Why are the tangent spaces $T_pM$ and $T_qM$ disjoint for $p \neq q$?

Question

Let $p, q \in M$, where $M$ is some smooth manifold. Then, according to Tu's book Introduction to Manifolds the tangent spaces $T_pM$ and $T_qM$ are disjoint. Of course we define the tangent bundle $TM$ as a disjoint union, but Tu claims that even if we had not done this the tangent spaces $T_pM$ and $T_qM$ in $TM$ would still be disjoint. Why is this?

Is it because if we view $T_pM$ as the set of all derivations mapping $C_p^\infty(M)$ (the algebra of germs of $C^\infty$ functions at $p$) into $\mathbb{R}$ then $T_pM$ and $T_qM$ have different domains, and so the functions are by definition different? I am hoping that there is a more geometrical reason for this.

Answer 1

Yes, the elements of $T_pM$ and $T_qM$ are derivations with different domains, and so $T_pM$ and $T_qM$ are by definition disjoint. This is just a formal property, there is no geometrical reason.

In fact it depends on the construction of tangent spaces whether they are disjoint or not.

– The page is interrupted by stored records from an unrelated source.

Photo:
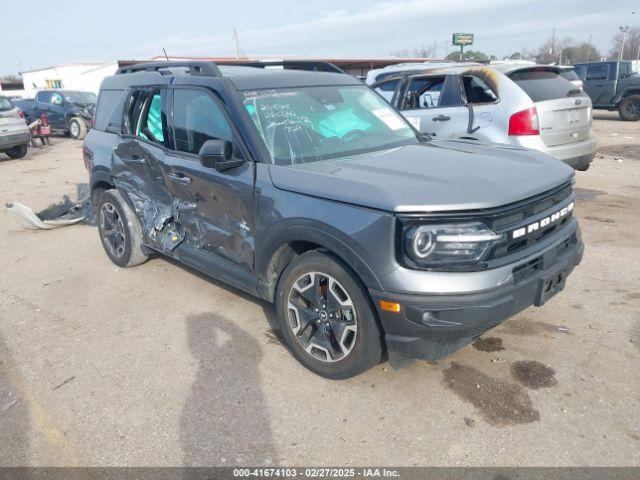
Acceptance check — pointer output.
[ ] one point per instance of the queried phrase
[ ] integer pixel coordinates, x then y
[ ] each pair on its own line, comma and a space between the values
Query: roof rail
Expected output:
312, 65
208, 69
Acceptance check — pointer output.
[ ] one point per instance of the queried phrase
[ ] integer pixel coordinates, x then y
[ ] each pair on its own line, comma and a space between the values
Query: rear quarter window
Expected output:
5, 104
109, 109
542, 85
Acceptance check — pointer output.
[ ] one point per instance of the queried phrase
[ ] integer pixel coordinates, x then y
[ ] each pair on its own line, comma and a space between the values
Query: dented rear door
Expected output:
218, 206
138, 169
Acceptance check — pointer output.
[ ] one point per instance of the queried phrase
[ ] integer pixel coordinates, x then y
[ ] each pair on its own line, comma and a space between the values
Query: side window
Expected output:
424, 92
387, 89
477, 91
198, 117
625, 70
44, 97
56, 99
145, 118
109, 109
597, 72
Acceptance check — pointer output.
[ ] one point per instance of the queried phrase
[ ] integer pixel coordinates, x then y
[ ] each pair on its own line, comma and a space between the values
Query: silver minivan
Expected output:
524, 105
14, 134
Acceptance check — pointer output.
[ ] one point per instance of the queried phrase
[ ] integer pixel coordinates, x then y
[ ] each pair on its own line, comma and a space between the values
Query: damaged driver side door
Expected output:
219, 217
138, 168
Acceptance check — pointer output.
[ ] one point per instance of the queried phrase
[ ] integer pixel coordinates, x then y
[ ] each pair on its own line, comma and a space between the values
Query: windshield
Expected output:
80, 97
569, 75
301, 125
5, 104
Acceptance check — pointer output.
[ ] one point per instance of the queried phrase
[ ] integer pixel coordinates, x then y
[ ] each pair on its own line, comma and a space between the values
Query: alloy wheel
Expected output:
75, 129
322, 317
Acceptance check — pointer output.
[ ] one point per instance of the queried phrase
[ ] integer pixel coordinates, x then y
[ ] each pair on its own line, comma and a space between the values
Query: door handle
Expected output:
180, 178
133, 159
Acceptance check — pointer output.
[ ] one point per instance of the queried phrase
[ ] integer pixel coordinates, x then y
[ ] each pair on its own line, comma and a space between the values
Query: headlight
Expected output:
434, 245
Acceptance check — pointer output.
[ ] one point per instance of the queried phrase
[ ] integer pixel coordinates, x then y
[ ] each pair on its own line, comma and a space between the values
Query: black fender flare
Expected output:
633, 90
325, 236
100, 175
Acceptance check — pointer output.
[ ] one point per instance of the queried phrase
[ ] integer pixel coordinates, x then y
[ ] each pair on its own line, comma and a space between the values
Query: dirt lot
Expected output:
165, 367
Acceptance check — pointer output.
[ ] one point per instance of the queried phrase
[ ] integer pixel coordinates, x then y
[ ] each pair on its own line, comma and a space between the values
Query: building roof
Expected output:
66, 65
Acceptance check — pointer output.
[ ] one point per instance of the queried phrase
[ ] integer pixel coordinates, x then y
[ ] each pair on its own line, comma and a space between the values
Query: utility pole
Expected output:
623, 32
236, 43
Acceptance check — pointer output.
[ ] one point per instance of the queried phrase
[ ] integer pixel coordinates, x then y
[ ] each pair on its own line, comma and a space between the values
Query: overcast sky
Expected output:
41, 33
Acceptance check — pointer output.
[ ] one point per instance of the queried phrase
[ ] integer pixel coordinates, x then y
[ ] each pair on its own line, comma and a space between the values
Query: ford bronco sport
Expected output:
309, 190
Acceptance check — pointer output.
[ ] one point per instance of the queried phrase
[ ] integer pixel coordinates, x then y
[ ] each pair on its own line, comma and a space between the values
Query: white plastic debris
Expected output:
31, 220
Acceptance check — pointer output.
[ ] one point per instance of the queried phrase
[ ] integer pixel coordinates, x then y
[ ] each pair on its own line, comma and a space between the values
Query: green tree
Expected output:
631, 44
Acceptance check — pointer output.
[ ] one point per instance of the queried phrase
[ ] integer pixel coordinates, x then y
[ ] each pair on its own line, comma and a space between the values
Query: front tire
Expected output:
120, 231
77, 128
19, 151
326, 317
629, 108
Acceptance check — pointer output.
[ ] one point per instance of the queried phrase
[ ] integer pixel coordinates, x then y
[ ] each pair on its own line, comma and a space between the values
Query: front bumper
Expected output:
432, 326
11, 140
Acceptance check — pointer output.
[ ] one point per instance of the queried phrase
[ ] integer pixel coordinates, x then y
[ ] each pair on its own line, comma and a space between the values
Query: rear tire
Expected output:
77, 128
19, 151
344, 340
629, 108
120, 231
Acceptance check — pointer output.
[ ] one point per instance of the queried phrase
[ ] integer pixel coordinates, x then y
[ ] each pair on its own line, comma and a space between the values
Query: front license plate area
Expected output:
551, 284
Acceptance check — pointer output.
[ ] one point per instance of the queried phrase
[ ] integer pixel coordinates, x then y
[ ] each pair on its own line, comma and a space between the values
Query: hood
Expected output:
430, 177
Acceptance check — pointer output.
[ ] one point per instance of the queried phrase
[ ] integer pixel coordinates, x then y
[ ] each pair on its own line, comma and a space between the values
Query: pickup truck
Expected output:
67, 111
612, 86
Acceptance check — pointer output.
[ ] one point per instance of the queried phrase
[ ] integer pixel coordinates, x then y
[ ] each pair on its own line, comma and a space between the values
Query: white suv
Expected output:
14, 134
524, 105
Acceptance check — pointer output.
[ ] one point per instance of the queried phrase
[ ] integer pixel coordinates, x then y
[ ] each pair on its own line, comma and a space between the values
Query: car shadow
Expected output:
267, 307
15, 421
225, 419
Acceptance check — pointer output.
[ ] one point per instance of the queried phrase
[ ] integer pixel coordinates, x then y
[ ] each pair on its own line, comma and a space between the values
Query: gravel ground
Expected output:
157, 365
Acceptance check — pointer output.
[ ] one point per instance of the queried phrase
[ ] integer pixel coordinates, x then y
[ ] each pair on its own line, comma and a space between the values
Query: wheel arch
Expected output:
626, 93
293, 240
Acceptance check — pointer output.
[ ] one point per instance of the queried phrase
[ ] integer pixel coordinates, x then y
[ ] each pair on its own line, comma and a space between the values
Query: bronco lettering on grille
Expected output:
542, 223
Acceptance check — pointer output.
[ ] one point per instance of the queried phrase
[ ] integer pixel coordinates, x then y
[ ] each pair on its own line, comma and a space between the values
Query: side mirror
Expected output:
217, 154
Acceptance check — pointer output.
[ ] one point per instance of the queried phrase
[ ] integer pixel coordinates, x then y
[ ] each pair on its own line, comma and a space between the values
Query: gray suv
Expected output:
309, 190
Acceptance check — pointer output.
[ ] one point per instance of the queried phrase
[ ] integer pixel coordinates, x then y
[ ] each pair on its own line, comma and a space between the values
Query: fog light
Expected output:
427, 316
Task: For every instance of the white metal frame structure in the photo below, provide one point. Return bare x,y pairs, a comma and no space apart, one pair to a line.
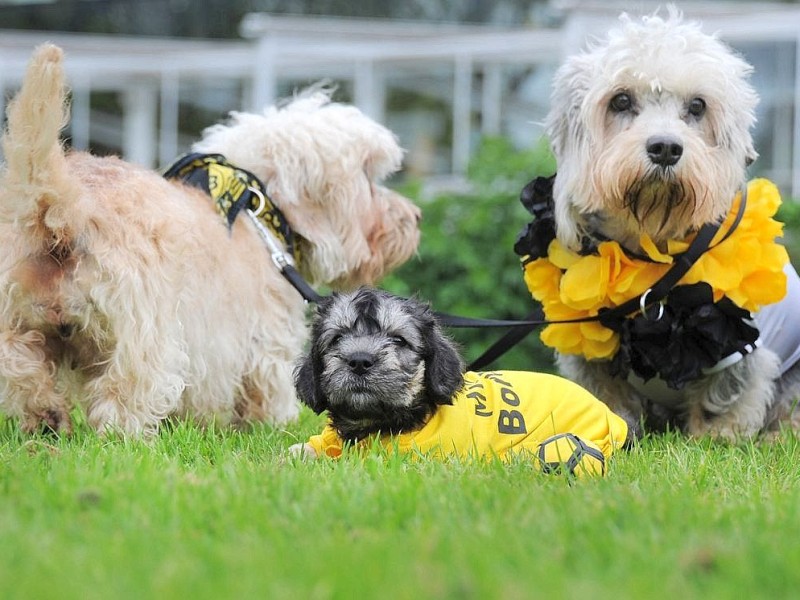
150,74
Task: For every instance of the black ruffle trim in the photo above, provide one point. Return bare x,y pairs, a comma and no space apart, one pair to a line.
694,332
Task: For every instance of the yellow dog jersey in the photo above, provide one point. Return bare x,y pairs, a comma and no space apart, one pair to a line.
501,412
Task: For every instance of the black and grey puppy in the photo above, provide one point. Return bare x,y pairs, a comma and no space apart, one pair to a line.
377,362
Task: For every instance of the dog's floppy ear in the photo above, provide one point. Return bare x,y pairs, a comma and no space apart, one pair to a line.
444,369
310,366
306,383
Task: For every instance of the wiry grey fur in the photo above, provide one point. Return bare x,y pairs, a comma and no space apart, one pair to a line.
377,362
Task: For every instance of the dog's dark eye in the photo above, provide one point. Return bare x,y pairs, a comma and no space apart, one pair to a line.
399,341
697,106
622,102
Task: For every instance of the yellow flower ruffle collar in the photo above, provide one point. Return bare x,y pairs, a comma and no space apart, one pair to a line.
746,267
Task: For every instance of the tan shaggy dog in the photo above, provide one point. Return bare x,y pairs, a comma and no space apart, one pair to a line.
128,295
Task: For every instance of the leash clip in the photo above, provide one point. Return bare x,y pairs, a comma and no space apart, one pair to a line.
643,307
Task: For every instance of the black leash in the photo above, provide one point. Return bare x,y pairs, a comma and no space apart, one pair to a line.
188,167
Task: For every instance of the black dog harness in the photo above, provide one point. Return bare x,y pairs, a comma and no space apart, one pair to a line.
236,191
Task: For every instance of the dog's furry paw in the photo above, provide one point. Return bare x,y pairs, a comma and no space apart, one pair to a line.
47,421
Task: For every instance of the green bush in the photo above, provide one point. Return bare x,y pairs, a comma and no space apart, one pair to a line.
466,263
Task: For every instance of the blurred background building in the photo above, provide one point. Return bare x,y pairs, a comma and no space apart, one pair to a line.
148,75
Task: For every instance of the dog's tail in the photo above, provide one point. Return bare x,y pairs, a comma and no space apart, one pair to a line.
35,179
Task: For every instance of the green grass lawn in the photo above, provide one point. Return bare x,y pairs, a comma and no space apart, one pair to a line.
220,514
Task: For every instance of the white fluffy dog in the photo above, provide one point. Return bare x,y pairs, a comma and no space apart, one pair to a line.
651,132
128,294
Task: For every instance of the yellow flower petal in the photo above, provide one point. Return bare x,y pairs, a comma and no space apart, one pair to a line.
650,249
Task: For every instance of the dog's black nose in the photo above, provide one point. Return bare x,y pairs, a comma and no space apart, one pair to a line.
360,362
664,150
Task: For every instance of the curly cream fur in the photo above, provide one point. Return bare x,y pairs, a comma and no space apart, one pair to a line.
126,294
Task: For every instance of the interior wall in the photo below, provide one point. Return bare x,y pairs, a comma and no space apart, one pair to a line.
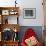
38,21
37,29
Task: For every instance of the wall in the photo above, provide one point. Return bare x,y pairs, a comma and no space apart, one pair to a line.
27,4
37,29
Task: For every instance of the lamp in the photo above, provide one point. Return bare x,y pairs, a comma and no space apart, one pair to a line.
15,3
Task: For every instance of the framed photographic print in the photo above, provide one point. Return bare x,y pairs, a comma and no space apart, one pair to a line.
5,12
29,13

An alternative approach is to define $T_pM$ as the vector space of all derivations $D : C^\infty(M) \to \mathbb R$ at $p$. Here $C^\infty(M)$ is the algebra of all $C^\infty$ real-valued functions on $M$, and a derivation at $p$ is a linear map such that $D(f g) = (Df)g(p)+ f (p)Dg$. All such derivations have the same domain, and certainly the zero function belongs to all $T_pM$.

For submanifolds $M$ of $\mathbb R^n$ one can also construct a nice geometric variant of $T_pM$ as a certain linear subspace of $\mathbb R^n$. See for example Why is the tangent bundle defined using a disjoint union? or tangent vector of manifold or Equivalent definition of a tangent space? These "geometric" $T_pM$ are never disjoint. If $M$ is an open subset of an affine subspace of $\mathbb R^n$, then all $T_pM$ are even identical. For $M = S^{n-1} \subset \mathbb R^n$ all antipodal points have identical tangent spaces.

Tu writes

In the definition of the tangent bundle, the union $\bigcup_{p∈M} T_pM$ is (up to notation) the same as the disjoint union $\bigsqcup_{p∈M} T_pM$, since for distinct points $p$ and $q$ in $M$, the tangent spaces $T_pM$ and $T_qM$ are already disjoint.

Formally this is not correct. The disjoint union of an indexed family of sets $X_\alpha$ is defined as

$$\bigsqcup_{\alpha \in A} X_\alpha = \bigcup_{\alpha \in A} X_\alpha\times \{\alpha\} = \{(x, \alpha) \in \left(\bigcup_{\alpha \in A} X_\alpha \right) \times A \mid x \in X_\alpha \} .$$ If we know that the $X_\alpha$ are pairwise disjoint, we could write $\bigsqcup_{\alpha \in A} X_\alpha$ instead of $\bigcup_{\alpha \in A} X_\alpha$ to indicate this fact, but this would be just a notational convention and not a definition of the concept of disjoint union.

Another way out could be to understand the phrase "disjoint union" as a synonym for "categorical coproduct in the category of sets". If the $X_\alpha$ are pairwise disjoint, then $\bigcup_{\alpha \in A} X_\alpha$ can in fact be used as a coproduct of the $X_\alpha$, but the problem is that coproducts are not unique. The definition is based on a universal property which specifies its purpose allowing to find many individual constructions which result in isomorphic instances of coproducts. Thus we should not say the coproduct, but a coproduct.